2023 EACL EACL 2023

Towards a Swahili Universal Dependency Treebank: Leveraging the Annotations of the Helsinki Corpus of Swahili

Abstract

AbstractDependency annotation can be a laborious process for under-resourced languages. However, in some cases, other resources are available. We investigate whether we can leverage such resources in the case of Swahili: We use the Helsinki Corpus of Swahili for creating a Universal Depedencies treebank for Swahili.

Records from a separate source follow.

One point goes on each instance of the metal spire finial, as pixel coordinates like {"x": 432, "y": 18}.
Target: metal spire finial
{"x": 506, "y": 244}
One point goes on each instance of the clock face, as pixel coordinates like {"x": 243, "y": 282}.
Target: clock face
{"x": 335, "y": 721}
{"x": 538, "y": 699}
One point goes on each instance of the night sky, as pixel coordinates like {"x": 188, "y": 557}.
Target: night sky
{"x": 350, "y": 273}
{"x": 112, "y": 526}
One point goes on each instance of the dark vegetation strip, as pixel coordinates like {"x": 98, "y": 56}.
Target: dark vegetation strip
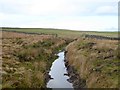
{"x": 101, "y": 37}
{"x": 29, "y": 32}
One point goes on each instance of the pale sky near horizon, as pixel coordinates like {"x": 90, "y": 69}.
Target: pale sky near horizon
{"x": 90, "y": 15}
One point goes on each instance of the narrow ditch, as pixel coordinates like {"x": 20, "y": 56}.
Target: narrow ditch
{"x": 58, "y": 73}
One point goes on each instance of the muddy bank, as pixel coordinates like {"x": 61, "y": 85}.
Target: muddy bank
{"x": 92, "y": 63}
{"x": 74, "y": 77}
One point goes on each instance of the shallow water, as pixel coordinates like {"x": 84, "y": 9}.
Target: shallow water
{"x": 57, "y": 72}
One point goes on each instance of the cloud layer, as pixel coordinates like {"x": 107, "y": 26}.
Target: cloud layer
{"x": 70, "y": 14}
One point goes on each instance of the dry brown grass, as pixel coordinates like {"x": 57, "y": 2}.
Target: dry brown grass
{"x": 26, "y": 58}
{"x": 95, "y": 61}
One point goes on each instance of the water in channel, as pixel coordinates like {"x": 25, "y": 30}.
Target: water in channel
{"x": 57, "y": 72}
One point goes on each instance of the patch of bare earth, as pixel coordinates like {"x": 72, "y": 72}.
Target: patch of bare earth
{"x": 95, "y": 61}
{"x": 25, "y": 58}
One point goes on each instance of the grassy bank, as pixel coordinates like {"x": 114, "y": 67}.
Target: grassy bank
{"x": 27, "y": 58}
{"x": 95, "y": 61}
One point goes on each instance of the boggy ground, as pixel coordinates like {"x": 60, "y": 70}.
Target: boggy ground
{"x": 26, "y": 58}
{"x": 93, "y": 63}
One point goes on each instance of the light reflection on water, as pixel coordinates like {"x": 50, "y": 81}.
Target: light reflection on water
{"x": 57, "y": 72}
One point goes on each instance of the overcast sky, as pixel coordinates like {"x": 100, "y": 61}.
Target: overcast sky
{"x": 95, "y": 15}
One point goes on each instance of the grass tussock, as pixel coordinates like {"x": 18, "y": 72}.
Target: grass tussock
{"x": 27, "y": 58}
{"x": 96, "y": 61}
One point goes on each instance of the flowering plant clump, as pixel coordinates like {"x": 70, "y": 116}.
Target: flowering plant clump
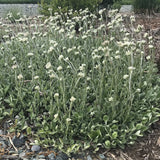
{"x": 76, "y": 89}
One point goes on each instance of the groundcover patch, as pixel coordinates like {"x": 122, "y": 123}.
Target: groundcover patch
{"x": 78, "y": 82}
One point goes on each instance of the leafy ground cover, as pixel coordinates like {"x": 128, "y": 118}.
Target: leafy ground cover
{"x": 75, "y": 84}
{"x": 18, "y": 1}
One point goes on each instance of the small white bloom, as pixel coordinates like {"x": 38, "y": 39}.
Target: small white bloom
{"x": 72, "y": 99}
{"x": 20, "y": 76}
{"x": 110, "y": 99}
{"x": 125, "y": 76}
{"x": 48, "y": 65}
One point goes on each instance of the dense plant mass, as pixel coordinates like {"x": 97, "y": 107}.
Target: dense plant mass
{"x": 89, "y": 87}
{"x": 146, "y": 5}
{"x": 18, "y": 1}
{"x": 51, "y": 6}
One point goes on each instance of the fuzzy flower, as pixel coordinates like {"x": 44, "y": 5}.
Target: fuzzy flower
{"x": 72, "y": 99}
{"x": 48, "y": 65}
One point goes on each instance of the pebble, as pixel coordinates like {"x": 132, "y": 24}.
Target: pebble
{"x": 51, "y": 156}
{"x": 35, "y": 148}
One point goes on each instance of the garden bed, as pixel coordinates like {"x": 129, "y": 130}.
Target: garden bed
{"x": 128, "y": 153}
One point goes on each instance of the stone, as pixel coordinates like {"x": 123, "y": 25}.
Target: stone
{"x": 18, "y": 142}
{"x": 35, "y": 148}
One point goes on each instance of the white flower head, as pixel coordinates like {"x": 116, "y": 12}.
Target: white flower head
{"x": 20, "y": 76}
{"x": 48, "y": 65}
{"x": 72, "y": 99}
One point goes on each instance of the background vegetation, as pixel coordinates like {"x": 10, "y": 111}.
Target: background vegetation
{"x": 18, "y": 1}
{"x": 78, "y": 89}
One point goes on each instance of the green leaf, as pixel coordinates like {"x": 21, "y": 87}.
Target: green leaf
{"x": 108, "y": 144}
{"x": 28, "y": 130}
{"x": 105, "y": 118}
{"x": 114, "y": 135}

The Helsinki Corpus of Swahili provides word-level annotations for part of speech tags, morphological features, and functional syntactic tags. We train neural taggers for these types of annotations, then use those models to annotate our target corpus, the Swahili portion of the OPUS Global Voices Corpus. Based on those annotations, we then manually create constraint grammar rules to annotate the target corpus for Universal Dependencies. In this paper, we describe the process, discuss the annotation decisions we had to make, and we evaluate the approach.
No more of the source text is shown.